I told the story of Dr. Wallace Halsey, and the Christian Brotherhood, and the idea that aliens--yes, aliens, my friends!--aliens had again and again visited Earth and instructed the poor humans, and taught us to build pyramids, and did all this long ago, long before our archeologists would dare to guess; and that there are two and only two Ancient Pyramids in California; and one pyramid is in the Owens Valley, as is only right; and the other ... the other, is in Green Valley. This knoll was pointed out to me, by a member of the Brotherhood, many years ago, as the Pyramid itself.

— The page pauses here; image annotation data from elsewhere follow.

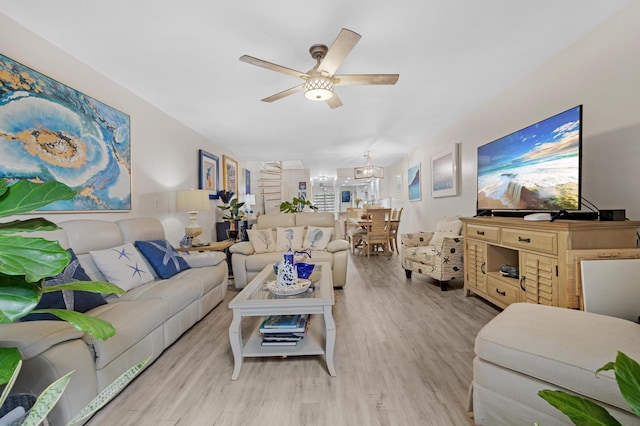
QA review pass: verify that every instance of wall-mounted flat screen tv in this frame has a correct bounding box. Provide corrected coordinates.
[478,105,582,212]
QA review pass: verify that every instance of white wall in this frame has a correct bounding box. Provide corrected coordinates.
[396,2,640,232]
[0,14,245,243]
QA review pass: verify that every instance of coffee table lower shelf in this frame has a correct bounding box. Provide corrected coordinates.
[242,315,325,358]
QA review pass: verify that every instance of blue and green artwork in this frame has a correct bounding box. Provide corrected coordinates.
[0,55,131,211]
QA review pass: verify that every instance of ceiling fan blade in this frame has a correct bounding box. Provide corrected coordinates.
[240,55,309,78]
[262,83,304,102]
[325,91,342,109]
[318,28,361,76]
[333,74,400,86]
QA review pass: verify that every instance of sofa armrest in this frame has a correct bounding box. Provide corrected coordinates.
[327,240,349,253]
[229,241,255,256]
[0,321,84,360]
[400,232,433,247]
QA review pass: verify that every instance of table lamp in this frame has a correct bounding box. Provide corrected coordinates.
[176,189,210,245]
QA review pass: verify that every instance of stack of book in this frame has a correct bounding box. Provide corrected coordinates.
[260,314,309,346]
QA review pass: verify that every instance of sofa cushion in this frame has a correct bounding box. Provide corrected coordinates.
[276,226,304,251]
[135,240,190,279]
[247,229,276,253]
[82,299,169,370]
[302,225,333,250]
[475,303,640,416]
[182,251,226,268]
[22,248,107,321]
[121,276,203,317]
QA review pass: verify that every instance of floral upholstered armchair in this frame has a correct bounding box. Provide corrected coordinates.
[400,217,464,291]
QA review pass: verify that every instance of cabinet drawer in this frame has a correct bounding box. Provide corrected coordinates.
[487,276,519,306]
[467,225,500,243]
[502,228,558,254]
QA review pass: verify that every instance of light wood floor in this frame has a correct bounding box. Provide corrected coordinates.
[88,251,498,426]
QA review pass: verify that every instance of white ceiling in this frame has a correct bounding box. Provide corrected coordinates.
[0,0,631,180]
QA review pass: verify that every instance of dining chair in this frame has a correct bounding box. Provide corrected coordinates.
[389,207,404,254]
[362,209,391,257]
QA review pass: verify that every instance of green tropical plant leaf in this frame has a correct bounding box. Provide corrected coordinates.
[0,180,76,217]
[0,348,22,388]
[0,272,42,324]
[0,235,71,282]
[22,370,75,426]
[42,281,125,294]
[31,309,116,340]
[68,357,151,425]
[538,389,621,426]
[0,217,60,234]
[614,352,640,416]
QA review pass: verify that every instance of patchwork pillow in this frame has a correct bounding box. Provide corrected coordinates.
[302,226,333,250]
[247,229,276,253]
[276,226,304,251]
[135,240,191,280]
[22,249,107,321]
[89,243,153,291]
[431,217,462,243]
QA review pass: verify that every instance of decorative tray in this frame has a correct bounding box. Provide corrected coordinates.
[265,278,311,296]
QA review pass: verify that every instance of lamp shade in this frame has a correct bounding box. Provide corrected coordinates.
[176,189,210,212]
[243,194,256,206]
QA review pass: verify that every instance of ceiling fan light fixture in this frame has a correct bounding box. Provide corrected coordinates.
[304,77,333,101]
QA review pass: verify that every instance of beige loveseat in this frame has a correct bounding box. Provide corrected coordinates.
[470,303,640,426]
[0,218,228,426]
[229,212,349,288]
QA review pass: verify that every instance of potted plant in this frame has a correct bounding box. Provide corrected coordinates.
[218,191,244,240]
[536,352,640,426]
[280,197,318,213]
[0,179,147,425]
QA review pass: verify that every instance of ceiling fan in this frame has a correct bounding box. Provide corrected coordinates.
[240,28,399,109]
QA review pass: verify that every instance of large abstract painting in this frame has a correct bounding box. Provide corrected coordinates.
[0,55,131,212]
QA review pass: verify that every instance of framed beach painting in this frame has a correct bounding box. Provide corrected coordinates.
[431,144,458,198]
[198,149,220,200]
[222,155,238,194]
[0,55,131,212]
[407,163,422,201]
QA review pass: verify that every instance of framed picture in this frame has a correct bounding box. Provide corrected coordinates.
[407,163,422,201]
[198,149,220,200]
[222,155,238,194]
[0,55,131,213]
[431,144,458,198]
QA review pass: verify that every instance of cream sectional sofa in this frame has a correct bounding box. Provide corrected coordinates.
[0,218,228,426]
[470,303,640,426]
[229,212,349,288]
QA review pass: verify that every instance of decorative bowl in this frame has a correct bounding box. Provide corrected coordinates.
[296,263,316,279]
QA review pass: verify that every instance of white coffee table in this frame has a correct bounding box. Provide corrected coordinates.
[229,262,336,380]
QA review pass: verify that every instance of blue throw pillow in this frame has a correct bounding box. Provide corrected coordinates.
[135,240,191,279]
[22,249,107,321]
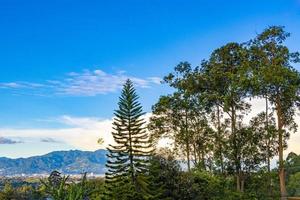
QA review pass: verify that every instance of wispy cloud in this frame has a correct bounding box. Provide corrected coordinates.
[0,137,21,144]
[40,138,61,143]
[0,69,161,96]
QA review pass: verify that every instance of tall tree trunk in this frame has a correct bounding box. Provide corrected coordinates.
[217,106,224,174]
[276,102,287,200]
[231,106,241,191]
[185,109,191,172]
[186,140,191,172]
[265,95,273,198]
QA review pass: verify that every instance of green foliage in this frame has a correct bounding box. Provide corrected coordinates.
[105,80,152,199]
[41,171,94,200]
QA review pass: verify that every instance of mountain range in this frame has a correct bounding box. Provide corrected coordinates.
[0,149,107,176]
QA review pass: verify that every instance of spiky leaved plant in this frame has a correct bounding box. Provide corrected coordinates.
[105,80,152,199]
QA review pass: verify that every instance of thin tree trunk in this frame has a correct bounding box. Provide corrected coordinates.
[276,102,287,200]
[217,106,224,174]
[231,107,241,191]
[185,109,191,172]
[265,96,273,198]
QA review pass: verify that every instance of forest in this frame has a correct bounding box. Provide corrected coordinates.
[0,26,300,200]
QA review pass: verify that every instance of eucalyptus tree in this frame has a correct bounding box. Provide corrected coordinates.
[202,43,250,191]
[246,26,300,199]
[105,80,152,199]
[149,62,212,170]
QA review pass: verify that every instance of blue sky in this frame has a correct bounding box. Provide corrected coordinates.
[0,0,300,157]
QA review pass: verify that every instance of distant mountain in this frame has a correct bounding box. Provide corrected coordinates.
[0,150,106,176]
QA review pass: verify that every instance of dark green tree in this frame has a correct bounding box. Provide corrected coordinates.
[202,43,250,191]
[250,26,300,199]
[105,80,152,199]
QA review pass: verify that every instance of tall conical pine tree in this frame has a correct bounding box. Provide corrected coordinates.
[105,80,152,199]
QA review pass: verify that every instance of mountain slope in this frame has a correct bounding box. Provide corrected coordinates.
[0,150,106,176]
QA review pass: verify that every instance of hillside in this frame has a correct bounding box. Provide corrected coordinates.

It is true that the sun-setting light of the winter solstice just kisses this knoll, but to my eye it is a natural artifact of the bedrock topography of Green Valley, a knoll among several knolls, which all seem to hint at long-vanished meanders of the North Fork, when the glacial outwash sediments had built up into a floodplain.
We then explored around the summit area and found signs that a trail had been cleared through heavy brush to the place a *very* long time ago (the aliens, again?), andt the trail even seemed to continue down to the south. We dared not follow it, for my experience has been that brush of an even denser weave and tangle awaits in that direction. Instead, we retreated north, took the easy way to the High West Trail, and soon enough were at the river, the cold cold water surging along in the shade, and Lovers Leap all full of sun rising 2400' above us, just to the west.
On the way up and out we visited Pyramid Camp, which has its own intricately routed little side trail, and is on the flat surface of a glacial outwash terrace, about 200' above the river, near The Pyramid. Here too a giant mass of garbage needs to be gathered up and hauled away. The camp is quite near the top of the hydraulic mining banks, and in several places very good views can be had of the river, the canyon, Giant Gap, and Lovers Leap.
The sun was lowering and so we began the long slog up and out, reaching the canyon rim just before sunset. It takes wisely slow hikers about an hour and a half to climb out of Green Valley, with a couple rests along the way.
Catherine O'Riley and I propose that we-all make a series of cleanup trips to Green Valley. There are four main garbage sites I know of. Two are near the Pyramid, one is near the hotel site in central Green Valley, and the fourth is somewhat farther east.
There is quite a bit of trail work which might be done, too. It is a strenuous hike, in and out of the deep canyon, and carrying garbage up that long trail makes it that much worse.
Saturdays are probably best for suiting the maximal number of schedules. I am of a mind to say, rain cancels. Next Saturday is out, or already scheduled, in that BLM archeologist James Barnes is coming up to Gold Run to take a look at the deteriorating Little Stone Cabin in the Secret World mining pit. Those interested in seeing the Secret World, and possibly, visiting the Diving Board, with its great views of Canyon Creek, Giant Gap, and Pickering Bar, should meet at the Gold Run exit off eastbound I-80, 10:00 a.m., February 7th. At the exit's stop sign, make a hard right onto Magra Road and park immediately on the right, near the historical monument.
The hike to the Secret World is easy; the Diving Board is difficult.